Meta, induk Facebook dan Instagram, kemudian merespon laporan tentang iklan tersebut, mereka pun mengklaim sudah membatasi klip itu di platform-nya.
"Kebijakan kami melarang konten dewasa terlepas dari apakah itu dihasilkan oleh AI atau tidak, dan kami telah membatasi laman ini dari iklan di platform kami," kata juru bicara Meta kepada The Post.
Aplikasi Dicabut dari Google Play Store dan App Store
Sementara, Google, mengatakan bahwa mereka sudah menghapus aplikasi FaceMega dari Play Store. Juru bicara Google juga merujuk ke kebijakan mereka yang mengatur "konten yang tidak pantas" termasuk "konten seksual dan kata-kata kotor."
Meski juru bicara Apple menolak berkomentar, namun sebuah sumber di perusahaan mengatakan ke The Post, bahwa aplikasi tersebut sudah dicabut dari App Store.
Deepfake sendiri merupakan istilah yang dipakai, untuk mendeskripsikan video di mana wajah seseorang diubah secara digital, dengan bantuan AI, hingga menyerupai orang lain.
Teknologi ini mengundang pro dan kontra, terutama terkait potensi penyalahgunaan, seperti praktik memasukkan wajah seseorang, ke dalam video porno, membuat mereka seakan menjadi pelakunya.
Tak hanya soal video porno, tahun lalu, video deepfake yang menunjukkan Presiden Ukraina Volodymyr Zelensky menyerah kepada Rusia, juga beredar untuk kemudian dihapus dari media sosial.
Advertisement
Apa Itu Deepfake?
Perlu diketahui, deepfake mengacu pada berbagai jenis media buatan komputer yang melibatkan orang-orang dan dibuat dengan neural network.
Deepfake bisa berbentuk video, foto, hingga rekaman suara. Dalam pembuatannya, alih-alih memakai teknik pengeditan gambar tradisional, penggunaan deep learning menggeser kebutuhan akan keterampilan dan membuat gambar palsu yang meyakinkan.
Ilmuwan Data Utama di Kaspersky Vladislav Tuskanov mengatakan, deepfake merupakan contoh utama dari teknologi yang berkembang lebih cepat dari pemahaman manusia dan cara mengelola komplikasinya.
"Deepfake dianggap memiliki dua sudut pandang. Di satu sisi, sebagai instrumen tambahan bagi seniman, dan kedua, memberi celah untuk disinformasi yang dapat menjadi tantangan bagi masyarakat, mengenai apa yang kita percayai," kata Tuskanov.
Bahaya Deepfake
Menurut perkirakan, 96 persen dari semua deepfake adalah pornografi. Hal ini menyoroti kekhawatiran seputar deepfake yang digunakan untuk pelecehan, pemerasan, dan mempermalukan publik.

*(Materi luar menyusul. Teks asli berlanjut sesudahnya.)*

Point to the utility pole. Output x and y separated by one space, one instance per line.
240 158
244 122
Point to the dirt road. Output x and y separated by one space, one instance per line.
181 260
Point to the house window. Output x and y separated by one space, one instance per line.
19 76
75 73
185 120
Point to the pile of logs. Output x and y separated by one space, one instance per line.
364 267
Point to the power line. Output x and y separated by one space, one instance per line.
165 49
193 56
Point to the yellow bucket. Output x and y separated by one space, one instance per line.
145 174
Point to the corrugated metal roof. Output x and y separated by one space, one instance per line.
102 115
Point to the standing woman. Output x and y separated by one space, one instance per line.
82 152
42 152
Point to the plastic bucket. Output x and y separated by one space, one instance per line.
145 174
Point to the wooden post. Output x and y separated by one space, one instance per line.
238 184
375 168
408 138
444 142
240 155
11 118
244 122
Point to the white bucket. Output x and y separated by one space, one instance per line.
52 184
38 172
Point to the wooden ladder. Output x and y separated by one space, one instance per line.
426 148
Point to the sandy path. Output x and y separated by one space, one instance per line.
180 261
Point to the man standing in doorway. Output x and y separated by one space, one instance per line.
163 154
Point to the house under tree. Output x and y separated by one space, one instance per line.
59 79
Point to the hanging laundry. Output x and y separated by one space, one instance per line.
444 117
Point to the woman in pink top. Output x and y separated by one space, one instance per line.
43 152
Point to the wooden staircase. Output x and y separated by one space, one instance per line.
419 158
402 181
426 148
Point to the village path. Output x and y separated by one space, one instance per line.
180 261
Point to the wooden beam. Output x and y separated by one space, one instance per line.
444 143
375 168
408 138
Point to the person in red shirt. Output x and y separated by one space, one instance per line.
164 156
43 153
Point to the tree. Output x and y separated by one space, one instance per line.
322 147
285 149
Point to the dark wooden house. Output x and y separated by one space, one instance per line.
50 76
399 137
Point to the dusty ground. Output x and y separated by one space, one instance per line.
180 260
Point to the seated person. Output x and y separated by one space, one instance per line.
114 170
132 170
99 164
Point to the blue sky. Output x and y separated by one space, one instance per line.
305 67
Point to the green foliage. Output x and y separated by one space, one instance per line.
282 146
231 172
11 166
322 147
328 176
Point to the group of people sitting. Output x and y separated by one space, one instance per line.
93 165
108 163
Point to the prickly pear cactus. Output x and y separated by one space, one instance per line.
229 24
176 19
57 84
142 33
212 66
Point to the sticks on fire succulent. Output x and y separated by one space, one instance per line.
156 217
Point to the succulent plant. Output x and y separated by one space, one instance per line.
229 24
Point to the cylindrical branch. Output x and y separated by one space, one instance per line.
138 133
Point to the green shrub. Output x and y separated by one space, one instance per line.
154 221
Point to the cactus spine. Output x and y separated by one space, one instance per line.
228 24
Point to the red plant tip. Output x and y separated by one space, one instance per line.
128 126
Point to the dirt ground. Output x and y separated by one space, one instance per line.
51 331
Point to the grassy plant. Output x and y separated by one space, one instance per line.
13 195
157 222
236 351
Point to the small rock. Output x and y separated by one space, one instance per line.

Teknologi ini juga membantu pelaku kejahatan siber. Dalam dua kasus, di Inggris dan Hong Kong, deepfake suara dipakai untuk mengelabui perusahaan agar mentransfer dana ke penipu online, dengan menyamar sebagai penjahat dari masing-masing perusahaan.
Penelitian terbaru memperlihatkan, algoritma deteksi liveness komersial yang dipakai oleh lembaga keuangan dalam prosedur KYC (know your customers) dapat ditipu oleh deepfake yang dibuat dari foto ID.
Hal ini pun menciptakan vektor serangan baru, sehingga membuat kebocoran identitas menjadi masalah serius. Masalah lainnya, deepfake bisa merusak kepercayaan terhadap konten audio dan video, karena bisa dipakai untuk tujuan berbahaya.
Kasus yang baru, wawancara palsu dengan Elon Musk dipakai untuk mempromosikan penipuan cryptocurrency. Berbagai pakar dan institusi seperti Europol pun memperingatkan, meningkatnya ketersediaan deepfake bisa menyebabkan disinformasi internet.